# What are dask and xarray?
Designed to be run on 4 cores on gadi. Needs access to cj50

In [None]:
import numpy as np
import xarray as xr
import matplotlib.pyplot as plt
import time

## xarray labels stuff

In [None]:
sst = xr.open_dataset('/g/data/cj50/access-om2/raw-output/access-om2-01/01deg_jra55v140_iaf/output000/ocean/ocean-2d-surface_temp-1-monthly-mean-ym_1958_01.nc').surface_temp
sst

In [None]:
sst.mean('time')

### xarray is a wrapper for a numpy or dask array

In [None]:
np_array = np.round(np.sin(np.linspace(0,2*np.pi,12)),2)
np_array


In [None]:
plt.figure(figsize=(2,2))
plt.plot(np_array,marker='o')

In [None]:
# xarray wrapped around numpy
xr_array = xr.DataArray(np_array,
                        dims=('time',),
                        coords={'time':np.arange(1,13,dtype=int)})
xr_array

In [None]:
# xarray wrapped around dask
xr_array_dask = xr_array.chunk({'time':3})
xr_array_dask

## What's dask do? (flip back to slides)

In [None]:
client.close()

In [None]:
from dask.distributed import Client
client = Client(threads_per_worker=1,memory_limit=0)
client.amm.start()
client

In [None]:
xr_array.mean('time')

In [None]:
xr_array_dask.mean('time')

In [None]:
xr_array_dask.mean('time').data.visualize()

In [None]:
xr_array_dask.mean('time').load()

## Using ACCESS-OM2-01 data

In [None]:
thetao = xr.open_mfdataset('/g/data/cj50/access-om2/raw-output/access-om2-01/01deg_jra55v140_iaf/output00*/ocean/ocean-3d-temp-1-monthly-mean*.nc',
                          parallel=True)

In [None]:
thetao.temp

In [None]:
thetao.temp.isel(st_ocean=0,yt_ocean=slice(600,1000),
                ).mean('xt_ocean')

## (launch dashboard)

In [None]:
%time thetao.temp.isel(st_ocean=0,yt_ocean=slice(600,1000)).mean('xt_ocean').load()

In [None]:
%time thetao.temp.chunk({'xt_ocean':-1}).isel(st_ocean=0,yt_ocean=slice(600,1000)).mean('xt_ocean').load()

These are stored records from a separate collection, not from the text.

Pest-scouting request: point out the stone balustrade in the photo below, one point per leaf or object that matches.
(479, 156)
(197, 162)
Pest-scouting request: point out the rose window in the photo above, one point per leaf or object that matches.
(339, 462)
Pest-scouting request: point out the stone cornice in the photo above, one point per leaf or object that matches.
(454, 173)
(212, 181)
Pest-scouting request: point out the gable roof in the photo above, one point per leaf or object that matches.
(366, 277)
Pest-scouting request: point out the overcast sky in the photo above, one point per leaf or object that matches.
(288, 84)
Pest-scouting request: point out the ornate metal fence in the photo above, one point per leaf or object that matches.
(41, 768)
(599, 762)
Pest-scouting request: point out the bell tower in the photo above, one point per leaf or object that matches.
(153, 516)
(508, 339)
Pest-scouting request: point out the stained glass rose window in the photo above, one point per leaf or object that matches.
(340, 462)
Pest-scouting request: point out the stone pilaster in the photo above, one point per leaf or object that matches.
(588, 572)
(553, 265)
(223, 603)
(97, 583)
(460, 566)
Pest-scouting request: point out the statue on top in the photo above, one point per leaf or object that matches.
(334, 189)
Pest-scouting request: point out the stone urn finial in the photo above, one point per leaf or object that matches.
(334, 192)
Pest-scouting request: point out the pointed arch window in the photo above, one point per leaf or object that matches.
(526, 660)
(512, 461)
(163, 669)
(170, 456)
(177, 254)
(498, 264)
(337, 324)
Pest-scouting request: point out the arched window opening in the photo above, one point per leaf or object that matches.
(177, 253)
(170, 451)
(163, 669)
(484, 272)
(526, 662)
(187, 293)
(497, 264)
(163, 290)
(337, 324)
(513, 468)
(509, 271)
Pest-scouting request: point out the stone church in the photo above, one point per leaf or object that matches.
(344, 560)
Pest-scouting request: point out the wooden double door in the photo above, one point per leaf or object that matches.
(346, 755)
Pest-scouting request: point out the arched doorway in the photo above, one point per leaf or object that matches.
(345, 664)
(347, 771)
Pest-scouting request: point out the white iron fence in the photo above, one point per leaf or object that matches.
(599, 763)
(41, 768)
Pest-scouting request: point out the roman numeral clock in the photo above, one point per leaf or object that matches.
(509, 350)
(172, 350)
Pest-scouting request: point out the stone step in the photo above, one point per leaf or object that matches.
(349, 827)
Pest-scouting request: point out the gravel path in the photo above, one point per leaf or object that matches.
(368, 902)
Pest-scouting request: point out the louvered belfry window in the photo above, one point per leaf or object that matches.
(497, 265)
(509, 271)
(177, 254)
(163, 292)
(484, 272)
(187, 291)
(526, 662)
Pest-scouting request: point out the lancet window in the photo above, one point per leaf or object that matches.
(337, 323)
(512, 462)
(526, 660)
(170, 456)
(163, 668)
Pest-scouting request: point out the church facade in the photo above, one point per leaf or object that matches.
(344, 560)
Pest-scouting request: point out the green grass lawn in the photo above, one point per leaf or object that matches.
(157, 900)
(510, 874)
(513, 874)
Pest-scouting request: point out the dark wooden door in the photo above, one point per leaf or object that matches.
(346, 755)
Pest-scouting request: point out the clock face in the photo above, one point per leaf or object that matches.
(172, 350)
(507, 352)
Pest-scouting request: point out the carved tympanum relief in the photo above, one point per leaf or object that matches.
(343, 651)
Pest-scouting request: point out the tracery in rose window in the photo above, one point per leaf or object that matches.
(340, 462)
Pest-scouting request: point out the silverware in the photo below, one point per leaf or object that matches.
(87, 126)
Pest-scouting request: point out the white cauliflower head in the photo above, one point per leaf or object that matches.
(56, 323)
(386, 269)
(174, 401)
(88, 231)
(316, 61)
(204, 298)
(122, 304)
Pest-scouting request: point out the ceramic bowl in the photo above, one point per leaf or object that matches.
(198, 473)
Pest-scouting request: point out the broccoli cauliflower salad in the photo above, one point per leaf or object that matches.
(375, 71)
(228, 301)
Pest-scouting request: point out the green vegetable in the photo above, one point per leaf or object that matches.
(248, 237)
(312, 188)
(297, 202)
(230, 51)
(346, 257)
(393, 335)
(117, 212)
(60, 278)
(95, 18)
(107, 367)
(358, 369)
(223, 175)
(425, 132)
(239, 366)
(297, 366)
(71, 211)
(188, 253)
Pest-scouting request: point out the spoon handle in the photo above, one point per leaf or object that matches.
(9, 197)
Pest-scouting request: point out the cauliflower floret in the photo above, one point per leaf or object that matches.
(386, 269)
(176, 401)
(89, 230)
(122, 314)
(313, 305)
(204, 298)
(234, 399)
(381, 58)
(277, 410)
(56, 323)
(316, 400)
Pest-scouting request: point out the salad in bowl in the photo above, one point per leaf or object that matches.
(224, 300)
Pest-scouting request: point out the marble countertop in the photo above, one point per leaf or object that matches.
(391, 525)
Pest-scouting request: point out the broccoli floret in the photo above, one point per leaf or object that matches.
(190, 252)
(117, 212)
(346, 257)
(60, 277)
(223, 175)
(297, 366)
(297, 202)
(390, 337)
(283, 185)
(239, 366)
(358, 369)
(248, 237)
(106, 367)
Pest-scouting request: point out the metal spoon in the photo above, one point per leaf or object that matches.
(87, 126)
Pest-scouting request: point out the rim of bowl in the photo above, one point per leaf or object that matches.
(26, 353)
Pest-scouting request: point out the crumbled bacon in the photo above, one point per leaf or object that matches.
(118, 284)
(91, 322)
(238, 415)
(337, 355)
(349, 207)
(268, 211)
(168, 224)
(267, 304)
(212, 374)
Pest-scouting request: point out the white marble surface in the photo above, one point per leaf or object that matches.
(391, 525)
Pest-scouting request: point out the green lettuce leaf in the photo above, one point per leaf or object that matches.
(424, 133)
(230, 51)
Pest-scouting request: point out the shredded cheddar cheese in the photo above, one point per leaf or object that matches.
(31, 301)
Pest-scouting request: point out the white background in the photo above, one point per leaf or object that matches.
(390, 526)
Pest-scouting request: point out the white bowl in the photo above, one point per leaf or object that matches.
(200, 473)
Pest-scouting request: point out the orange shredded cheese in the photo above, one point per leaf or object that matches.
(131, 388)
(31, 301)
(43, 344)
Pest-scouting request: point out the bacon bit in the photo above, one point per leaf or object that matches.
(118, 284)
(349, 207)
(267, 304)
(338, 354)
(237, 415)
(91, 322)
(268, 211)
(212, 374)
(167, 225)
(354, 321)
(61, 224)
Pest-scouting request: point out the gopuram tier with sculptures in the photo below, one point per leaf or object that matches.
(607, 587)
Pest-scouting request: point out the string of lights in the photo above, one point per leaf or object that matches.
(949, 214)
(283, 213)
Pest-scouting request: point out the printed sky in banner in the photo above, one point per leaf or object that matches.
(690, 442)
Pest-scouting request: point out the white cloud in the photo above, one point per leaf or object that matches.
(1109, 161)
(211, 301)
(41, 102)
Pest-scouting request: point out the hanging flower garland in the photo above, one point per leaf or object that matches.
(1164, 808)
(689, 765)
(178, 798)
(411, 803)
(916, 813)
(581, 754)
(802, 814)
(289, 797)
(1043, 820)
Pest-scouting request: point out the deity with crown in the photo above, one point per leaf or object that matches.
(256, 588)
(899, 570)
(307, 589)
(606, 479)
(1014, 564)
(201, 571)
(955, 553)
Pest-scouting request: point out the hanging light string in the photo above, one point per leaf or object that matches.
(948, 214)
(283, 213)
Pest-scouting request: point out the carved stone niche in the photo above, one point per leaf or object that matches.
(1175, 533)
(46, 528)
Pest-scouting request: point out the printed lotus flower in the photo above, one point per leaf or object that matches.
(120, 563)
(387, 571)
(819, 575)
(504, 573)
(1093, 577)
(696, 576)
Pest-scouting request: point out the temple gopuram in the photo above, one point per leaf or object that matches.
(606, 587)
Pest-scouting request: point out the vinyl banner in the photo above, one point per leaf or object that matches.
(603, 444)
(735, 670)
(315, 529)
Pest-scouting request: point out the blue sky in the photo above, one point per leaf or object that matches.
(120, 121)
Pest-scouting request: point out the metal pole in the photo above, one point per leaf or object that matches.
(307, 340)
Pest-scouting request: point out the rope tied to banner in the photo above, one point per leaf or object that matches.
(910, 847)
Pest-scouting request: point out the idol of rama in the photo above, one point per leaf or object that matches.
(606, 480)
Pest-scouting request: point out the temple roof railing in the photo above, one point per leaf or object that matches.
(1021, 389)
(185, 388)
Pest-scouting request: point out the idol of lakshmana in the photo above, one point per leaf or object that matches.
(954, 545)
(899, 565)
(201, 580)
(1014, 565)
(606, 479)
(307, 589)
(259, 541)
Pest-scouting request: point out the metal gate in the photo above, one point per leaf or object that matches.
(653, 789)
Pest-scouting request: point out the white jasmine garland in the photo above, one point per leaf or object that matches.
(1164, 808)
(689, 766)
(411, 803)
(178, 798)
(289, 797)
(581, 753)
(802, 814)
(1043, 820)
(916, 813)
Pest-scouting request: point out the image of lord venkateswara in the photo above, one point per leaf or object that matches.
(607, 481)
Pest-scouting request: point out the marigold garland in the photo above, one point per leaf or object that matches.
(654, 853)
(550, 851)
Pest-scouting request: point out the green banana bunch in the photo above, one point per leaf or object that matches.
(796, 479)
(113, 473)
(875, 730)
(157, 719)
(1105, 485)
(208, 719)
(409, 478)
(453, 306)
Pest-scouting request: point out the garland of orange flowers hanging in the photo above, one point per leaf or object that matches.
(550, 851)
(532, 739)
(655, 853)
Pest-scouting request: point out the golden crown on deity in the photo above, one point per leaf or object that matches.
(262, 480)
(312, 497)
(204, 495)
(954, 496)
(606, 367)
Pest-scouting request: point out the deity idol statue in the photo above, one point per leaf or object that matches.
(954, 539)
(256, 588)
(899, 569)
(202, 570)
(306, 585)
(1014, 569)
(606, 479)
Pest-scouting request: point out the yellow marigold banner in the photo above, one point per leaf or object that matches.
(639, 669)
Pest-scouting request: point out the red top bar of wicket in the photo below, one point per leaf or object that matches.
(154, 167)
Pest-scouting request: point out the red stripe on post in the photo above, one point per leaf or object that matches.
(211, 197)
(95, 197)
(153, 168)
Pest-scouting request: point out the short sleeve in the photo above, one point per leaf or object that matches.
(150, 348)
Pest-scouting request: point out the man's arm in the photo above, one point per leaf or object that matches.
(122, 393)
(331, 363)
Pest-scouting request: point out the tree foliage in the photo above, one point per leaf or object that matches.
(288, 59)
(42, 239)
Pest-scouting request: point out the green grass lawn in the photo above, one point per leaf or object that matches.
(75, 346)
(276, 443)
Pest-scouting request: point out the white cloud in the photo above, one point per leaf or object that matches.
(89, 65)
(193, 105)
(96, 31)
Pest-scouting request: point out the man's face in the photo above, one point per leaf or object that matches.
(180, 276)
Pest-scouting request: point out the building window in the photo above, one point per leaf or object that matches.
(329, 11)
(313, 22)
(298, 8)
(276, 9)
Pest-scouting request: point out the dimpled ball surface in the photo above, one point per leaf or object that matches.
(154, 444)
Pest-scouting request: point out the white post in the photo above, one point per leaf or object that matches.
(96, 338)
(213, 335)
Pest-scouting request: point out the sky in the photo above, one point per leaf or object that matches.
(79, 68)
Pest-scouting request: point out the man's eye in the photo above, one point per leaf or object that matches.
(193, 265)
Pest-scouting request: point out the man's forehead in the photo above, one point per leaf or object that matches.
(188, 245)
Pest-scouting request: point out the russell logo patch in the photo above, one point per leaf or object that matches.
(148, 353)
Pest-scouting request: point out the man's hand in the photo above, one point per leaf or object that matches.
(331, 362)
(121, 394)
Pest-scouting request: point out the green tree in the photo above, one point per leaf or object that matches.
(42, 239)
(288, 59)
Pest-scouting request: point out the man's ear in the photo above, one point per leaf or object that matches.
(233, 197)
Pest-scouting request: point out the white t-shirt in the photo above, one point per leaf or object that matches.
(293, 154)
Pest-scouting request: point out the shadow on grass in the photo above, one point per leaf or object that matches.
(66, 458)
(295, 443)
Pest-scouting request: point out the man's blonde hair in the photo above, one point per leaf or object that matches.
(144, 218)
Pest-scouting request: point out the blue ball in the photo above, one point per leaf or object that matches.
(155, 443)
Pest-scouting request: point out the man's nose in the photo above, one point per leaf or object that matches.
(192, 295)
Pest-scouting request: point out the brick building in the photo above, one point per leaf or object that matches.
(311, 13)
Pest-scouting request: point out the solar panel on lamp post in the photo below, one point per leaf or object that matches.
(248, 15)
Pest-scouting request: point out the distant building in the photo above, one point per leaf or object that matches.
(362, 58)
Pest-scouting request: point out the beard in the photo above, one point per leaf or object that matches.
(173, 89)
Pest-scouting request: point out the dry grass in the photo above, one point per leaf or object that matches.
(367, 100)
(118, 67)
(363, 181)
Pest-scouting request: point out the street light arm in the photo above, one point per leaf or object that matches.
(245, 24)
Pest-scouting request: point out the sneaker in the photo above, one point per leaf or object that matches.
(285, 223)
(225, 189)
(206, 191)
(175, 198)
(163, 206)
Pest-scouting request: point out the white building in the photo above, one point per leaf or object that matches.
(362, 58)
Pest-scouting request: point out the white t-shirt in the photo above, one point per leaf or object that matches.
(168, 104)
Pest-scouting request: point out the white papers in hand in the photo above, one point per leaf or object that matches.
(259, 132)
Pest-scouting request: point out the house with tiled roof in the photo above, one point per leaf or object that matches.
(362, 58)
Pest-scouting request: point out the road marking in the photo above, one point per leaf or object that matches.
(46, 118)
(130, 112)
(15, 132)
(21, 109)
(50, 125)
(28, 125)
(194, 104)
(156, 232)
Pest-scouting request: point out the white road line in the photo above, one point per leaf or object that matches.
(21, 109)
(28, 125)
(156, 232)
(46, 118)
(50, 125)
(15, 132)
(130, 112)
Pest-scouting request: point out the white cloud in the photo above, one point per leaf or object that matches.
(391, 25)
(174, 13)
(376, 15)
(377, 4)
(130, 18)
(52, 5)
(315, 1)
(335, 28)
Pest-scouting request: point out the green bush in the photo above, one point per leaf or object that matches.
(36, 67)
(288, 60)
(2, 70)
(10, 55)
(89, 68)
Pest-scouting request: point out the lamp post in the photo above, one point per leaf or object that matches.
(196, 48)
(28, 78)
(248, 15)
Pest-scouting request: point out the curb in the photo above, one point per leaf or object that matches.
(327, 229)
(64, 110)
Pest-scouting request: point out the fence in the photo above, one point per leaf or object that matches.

#### Getting that ^ to run but not crash was tricky, and I had to subset a lot. Part of this is the tiny chunks

In [None]:
thetao = xr.open_mfdataset('/g/data/cj50/access-om2/raw-output/access-om2-01/01deg_jra55v140_iaf/output00*/ocean/ocean-3d-temp-1-monthly-mean*.nc',
                           chunks={'xt_ocean':-1,'time':12},
                           parallel=True)

In [None]:
%time thetao.temp.isel(st_ocean=0,yt_ocean=slice(600,1000)).mean('xt_ocean').load()

In [None]:
thetao.temp.isel(st_ocean=0).mean('yt_ocean').load()

In [None]:
# likely to crash the kernel and take ages - proceed at your own risk
thetao = xr.open_mfdataset('/g/data/cj50/access-om2/raw-output/access-om2-01/01deg_jra55v140_iaf/output00*/ocean/ocean-3d-temp-1-monthly-mean*.nc',
                           chunks={'xt_ocean':-1,'st_ocean':-1,'yt_ocean':-1,'time':-1},
                           parallel=True)

In [None]:
%time thetao.temp.isel(st_ocean=0,yt_ocean=slice(600,1000)).mean('xt_ocean').load()